Carlos Guerrero * Bureau Veritas Marine & Offshore
As the world transitions towards cleaner energy solutions, green ammonia is gaining prominence as a crucial component of this shift. This is driven by international commitments to reduce greenhouse gas (GHG) emissions and the urgent need for sustainable energy alternatives. While the production of these fuels is accelerating, establishing an efficient transportation network to deliver them remains a critical challenge.
Ammonia, composed of hydrogen and nitrogen, has emerged as a promising solution for storing and transporting hydrogen, particularly in its green and blue forms. Compared to liquid hydrogen (LH2), ammonia presents a safer and more cost-effective option, overcoming significant safety and logistical hurdles associated with LH2 such as higher energy requirements for liquefaction and more stringent safety considerations due to its extremely low temperature and high flammability. This makes ammonia particularly valuable for power production and other sectors requiring a reliable hydrogen supply.

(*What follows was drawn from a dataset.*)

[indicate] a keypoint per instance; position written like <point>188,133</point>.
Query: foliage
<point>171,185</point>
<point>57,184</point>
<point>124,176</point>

The maritime industry has long been a pioneer in safely transporting liquefied gases. Since the first commercial projects in 1964, liquefied natural gas (LNG) has been transported by ship with a proven safety record. Similarly, non-decarbonized ammonia has been transported in liquefied gas carriers, specifically mid-sized and handy LPG carriers and a few very large gas carriers (VLGC) in service are also ammonia capable. This existing infrastructure provides a solid foundation upon which the next generation of ammonia carriers can be built. These carriers will be essential in transporting blue and green ammonia to meet the rising demand for clean energy, potentially replacing a portion of the oil and gas trade.
Currently, ammonia-capable carriers constitute approximately one-third of the LPG carrier fleet. These vessels adhere to international safety regulations, such as the SOLAS Convention and IMO IGC Code, which set standards for safely transporting liquefied gases. While this regulatory framework ensures safe handling, it highlights the need for continued innovation to meet the evolving demands of the energy sector.
Anticipating the market’s future needs, notable advances are emerging in the design of ammonia carriers. Recent trends include increased cargo capacity, mirroring the evolution seen in LPG and ethane transport sectors. Modern VLGC carriers, with previous capacities around 80,000 cubic meters, are now being designed to hold over 90,000 cubic meters, while vessels transporting ethane are now reaching capacities of up to 100,000 cubic meters.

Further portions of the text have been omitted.